Lee spoke with several lawmakers involved in the effort this week. Sen. Edward Markey, D-Mass., one of the key cosponsors of the bill in the Senate, took a moment during the press conference with Jackson Lee, Sen. John Cornyn and others Wednesday to thank Lee for her efforts.

“I want to take a moment to recognize and thank Ms. Opal Lee, who is a true gem in the fight for Juneteenth,” Markey said. “An educator, an activist, Ms. Opal Lee has been a voice for history and we would not be standing here today without her tireless work to make this holiday a reality.”

Cornyn, who introduced the bill in the Senate with Markey, Sens. Tina Smith, D-Minn. and Cory Booker, D-N.J., said Wednesday afternoon he was delighted to hear the House was going to take up and pass the Senate bill quickly.

“There’s nothing more powerful than an idea whose time has come,” he said. “I believe that there’s no better time than the present … to acknowledge our nation’s history and to learn from it.”

Enslaved people in Texas were kept in the chattel slavery system for two and a half years after the signing of the Emancipation Proclamation, long after other Confederate states had freed enslaved people, said Rebecca Hankins, a historian and Africana Resources Curator at Texas A&M University. Hankins said recent events have left her reflecting more on what that experience could have been like.

“That boggles the mind. That’s a long time. People had probably died still enslaved, even though they were really free,” Hankins said. “We don’t know how many people died in that state of mind that they would never be free. It is just unconscionable.”

It’s a significant gesture, Hankins said. But there is still a long way to go in fighting racial inequality, she said, pointing specifically to GOP-backed election legislation – which advocates have roundly criticized as especially restrictive of Black and Hispanic voters – as well as backlash over education reform that would critically analyze institutional racism.

“I’d prefer not to have this holiday if it meant you’d stop suppressing my vote,” Hankins said. “It’s a good thing, it’s a great thing, but you know, it’s a beginning. It’s not the end.”

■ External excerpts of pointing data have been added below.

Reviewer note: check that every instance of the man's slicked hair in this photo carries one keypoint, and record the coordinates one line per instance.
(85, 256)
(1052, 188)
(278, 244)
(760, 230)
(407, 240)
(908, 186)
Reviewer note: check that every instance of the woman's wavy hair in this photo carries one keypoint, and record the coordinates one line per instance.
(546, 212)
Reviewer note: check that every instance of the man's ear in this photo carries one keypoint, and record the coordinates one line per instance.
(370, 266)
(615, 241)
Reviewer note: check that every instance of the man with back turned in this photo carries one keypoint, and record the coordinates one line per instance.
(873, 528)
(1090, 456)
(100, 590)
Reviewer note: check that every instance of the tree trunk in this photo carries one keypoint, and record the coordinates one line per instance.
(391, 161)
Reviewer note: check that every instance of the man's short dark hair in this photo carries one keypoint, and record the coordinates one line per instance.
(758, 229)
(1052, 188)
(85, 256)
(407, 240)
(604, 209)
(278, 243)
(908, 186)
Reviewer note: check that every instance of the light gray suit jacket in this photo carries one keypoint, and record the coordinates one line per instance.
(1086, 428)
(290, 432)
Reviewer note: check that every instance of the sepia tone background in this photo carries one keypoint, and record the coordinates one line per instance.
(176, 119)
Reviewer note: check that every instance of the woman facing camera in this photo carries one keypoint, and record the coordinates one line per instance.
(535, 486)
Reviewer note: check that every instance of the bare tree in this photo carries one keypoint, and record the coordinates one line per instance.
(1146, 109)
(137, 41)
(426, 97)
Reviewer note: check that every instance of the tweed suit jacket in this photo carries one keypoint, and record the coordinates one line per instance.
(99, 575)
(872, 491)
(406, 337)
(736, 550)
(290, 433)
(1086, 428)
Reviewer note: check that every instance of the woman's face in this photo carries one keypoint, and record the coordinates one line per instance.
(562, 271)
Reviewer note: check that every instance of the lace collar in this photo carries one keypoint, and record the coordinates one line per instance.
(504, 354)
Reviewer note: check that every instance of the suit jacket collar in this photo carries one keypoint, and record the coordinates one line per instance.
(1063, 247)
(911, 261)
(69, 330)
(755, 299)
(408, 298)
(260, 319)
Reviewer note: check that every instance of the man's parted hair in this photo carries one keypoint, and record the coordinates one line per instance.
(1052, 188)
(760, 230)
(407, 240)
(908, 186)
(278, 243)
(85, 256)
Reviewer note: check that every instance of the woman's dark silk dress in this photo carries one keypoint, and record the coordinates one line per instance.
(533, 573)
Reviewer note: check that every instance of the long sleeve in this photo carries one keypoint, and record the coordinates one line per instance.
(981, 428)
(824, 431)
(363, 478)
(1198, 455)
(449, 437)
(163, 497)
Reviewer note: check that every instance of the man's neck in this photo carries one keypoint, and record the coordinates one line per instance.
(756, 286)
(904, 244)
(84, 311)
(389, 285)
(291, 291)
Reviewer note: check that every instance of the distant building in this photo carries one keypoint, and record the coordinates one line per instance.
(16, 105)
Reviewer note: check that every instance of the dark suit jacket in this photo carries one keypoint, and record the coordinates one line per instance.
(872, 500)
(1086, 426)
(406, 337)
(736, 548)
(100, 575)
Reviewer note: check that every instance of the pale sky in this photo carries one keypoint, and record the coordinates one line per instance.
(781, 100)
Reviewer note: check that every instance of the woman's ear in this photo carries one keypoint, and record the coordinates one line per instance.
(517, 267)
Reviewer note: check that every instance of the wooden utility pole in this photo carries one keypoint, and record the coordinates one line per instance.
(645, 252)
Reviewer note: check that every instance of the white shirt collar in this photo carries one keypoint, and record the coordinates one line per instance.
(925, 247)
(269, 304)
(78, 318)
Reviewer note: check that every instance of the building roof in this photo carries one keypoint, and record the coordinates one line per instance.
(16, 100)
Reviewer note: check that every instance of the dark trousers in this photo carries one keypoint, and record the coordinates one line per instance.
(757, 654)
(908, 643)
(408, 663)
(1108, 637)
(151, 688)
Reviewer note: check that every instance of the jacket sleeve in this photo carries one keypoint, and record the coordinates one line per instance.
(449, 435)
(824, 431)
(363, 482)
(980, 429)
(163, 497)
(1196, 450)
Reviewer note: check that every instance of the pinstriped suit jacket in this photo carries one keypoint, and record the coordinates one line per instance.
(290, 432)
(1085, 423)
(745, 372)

Rep. Chip Roy, R-Austin, spoke on the House floor during the debate, saying he and other Republicans objected not to the holiday itself, but to the proposed name of the holiday: Juneteenth National Independence Day.“By embracing a name that is gonna be seen as conflicting with or correlated with our July 4 national independence recognition… I don’t believe that the title ‘National Independence Day’ works,” Roy said. “I would prefer that we just have a debate on that, I wish we would have done that in Committee.”